2024/05/13

Guava Hashing

Guava Hash 裡面有幾個重要的類別:Hashing, HashFunction, Hasher, HashCode, Funnel, PrimitiveSink

HashFunction

HashFunction 是 stateless function,可將任意的 data 轉換為 fixed number of bits,相同的 input 會得到相同的 output 結果,不同的 input 得到不同的唯一的結果

可產生 Hasher 物件,也可以根據條件回傳 HashCode 結果

    @Test
    public void hashFunction() {
        HashFunction hf = Hashing.md5();
        HashCode hc = hf.newHasher()
                .putLong(10)
                .putString("abc", Charsets.UTF_8)
                .hash();
        System.out.println("hashFunction="+hc.toString());
    }

Hasher

HashFunction 可以使用 stateful Hasher,Hasher 提供 fluent syntax,可將資料填充到 Hash 裡面,並得到 hash value。Hasher 可接受 primitive input, byte array, slices of byte arrays, character sequences, 任意物件產生的 Funnel。
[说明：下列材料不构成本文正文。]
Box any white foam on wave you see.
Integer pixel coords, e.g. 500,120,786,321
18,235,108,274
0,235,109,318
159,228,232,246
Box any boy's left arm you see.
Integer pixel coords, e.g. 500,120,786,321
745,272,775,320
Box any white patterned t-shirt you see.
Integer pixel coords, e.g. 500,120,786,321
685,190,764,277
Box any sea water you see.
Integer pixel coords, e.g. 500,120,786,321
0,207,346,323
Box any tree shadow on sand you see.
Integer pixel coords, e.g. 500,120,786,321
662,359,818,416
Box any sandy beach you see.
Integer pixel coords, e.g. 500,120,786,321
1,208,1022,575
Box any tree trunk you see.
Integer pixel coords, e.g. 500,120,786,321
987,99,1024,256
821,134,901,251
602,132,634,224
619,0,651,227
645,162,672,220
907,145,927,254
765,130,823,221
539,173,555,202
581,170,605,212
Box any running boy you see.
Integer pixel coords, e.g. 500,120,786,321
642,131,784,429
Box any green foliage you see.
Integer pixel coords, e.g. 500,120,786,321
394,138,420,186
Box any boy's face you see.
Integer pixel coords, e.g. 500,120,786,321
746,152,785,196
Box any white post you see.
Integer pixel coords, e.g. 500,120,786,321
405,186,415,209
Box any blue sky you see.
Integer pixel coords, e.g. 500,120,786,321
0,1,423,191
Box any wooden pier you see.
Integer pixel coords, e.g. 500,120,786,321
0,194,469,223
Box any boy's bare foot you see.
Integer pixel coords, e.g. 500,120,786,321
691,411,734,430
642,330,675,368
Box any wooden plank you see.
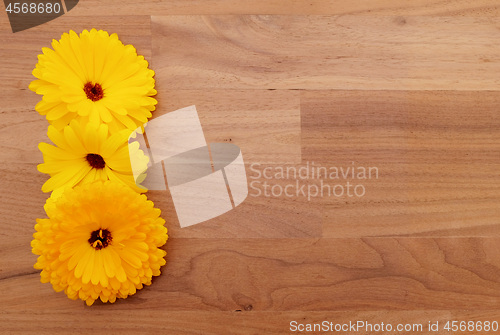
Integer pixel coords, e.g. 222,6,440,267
152,15,500,91
148,162,322,237
4,238,500,312
0,163,49,282
63,0,500,16
3,310,500,335
301,90,500,237
152,90,301,164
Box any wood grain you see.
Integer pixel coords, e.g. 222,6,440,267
4,238,500,312
144,89,307,236
3,2,500,334
301,90,500,237
64,0,500,16
152,15,500,90
4,310,500,335
152,90,301,164
148,163,323,238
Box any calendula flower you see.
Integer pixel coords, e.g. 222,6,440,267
31,181,168,306
29,29,157,133
38,119,148,194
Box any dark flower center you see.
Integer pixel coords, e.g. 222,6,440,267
84,82,104,101
88,228,112,250
86,153,105,169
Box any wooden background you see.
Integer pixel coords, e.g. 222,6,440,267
2,1,500,334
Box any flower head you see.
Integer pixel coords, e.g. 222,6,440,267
29,29,157,133
38,119,149,194
31,181,168,306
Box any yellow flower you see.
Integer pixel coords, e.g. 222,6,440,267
38,119,148,194
31,181,168,306
29,29,157,133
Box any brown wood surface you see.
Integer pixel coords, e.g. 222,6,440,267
2,1,500,334
152,15,500,90
62,0,500,16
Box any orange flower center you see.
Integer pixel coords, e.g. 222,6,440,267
84,82,104,101
86,153,105,169
88,229,112,250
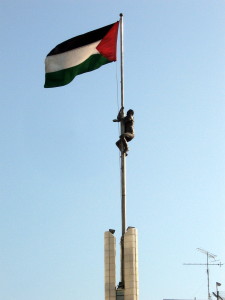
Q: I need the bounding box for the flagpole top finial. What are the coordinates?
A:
[120,13,123,17]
資料透過 putXXX() method 放到 Hasher 的資料源中,有 putByte, putBytes, putShort, putInt, putLong, putFloat, putdouble, putBoolean, putChar, putEnencodedChars, putString, putObject

Funnel

如果有一個類別

class Person {
  final int id;
  final String firstName;
  final String lastName;
  final int birthYear;
}

其 Funnel 會是

Funnel<Person> personFunnel = new Funnel<Person>() {
  @Override
  public void funnel(Person person, PrimitiveSink into) {
    into
        .putInt(person.id)
        .putString(person.firstName, Charsets.UTF_8)
        .putString(person.lastName, Charsets.UTF_8)
        .putInt(birthYear);
  }
};

組合起來的code

    @Test
    public void objectToHashCode() {

        // 需要hash的对象
        Person person = new Person(27, "John", "Wink", 1990);

        Funnel<Person> personFunnel = new Funnel<Person>() {
            @Override
            public void funnel(Person person, PrimitiveSink into) {
                into
                        .putInt(person.id)
                        .putString(person.firstName, Charsets.UTF_8)
                        .putString(person.lastName, Charsets.UTF_8)
                        .putInt(person.birthYear);
            }
        };

        // md5算法
        HashFunction hf = Hashing.md5();
        HashCode hc = hf.newHasher()
                .putString("abc", Charsets.UTF_8)
                .putObject(person, personFunnel)
                .hash();
        System.out.println("objectToHashCode="+hc.toString());
    }

    class Person {
        int id;
        String firstName;
        String lastName;
        int birthYear;

        public Person(int id, String firstName, String lastName, int birthYear) {
            this.id = id;
            this.firstName = firstName;
            this.lastName = lastName;
            this.birthYear = birthYear;
        }
    }

HashCode

當 Hasher 給了所有 input 資料,他的 hash() method 會產生 HashCode 結果

HashCode 支援 euqality testing 例如 asInt(), asLong, asBytes()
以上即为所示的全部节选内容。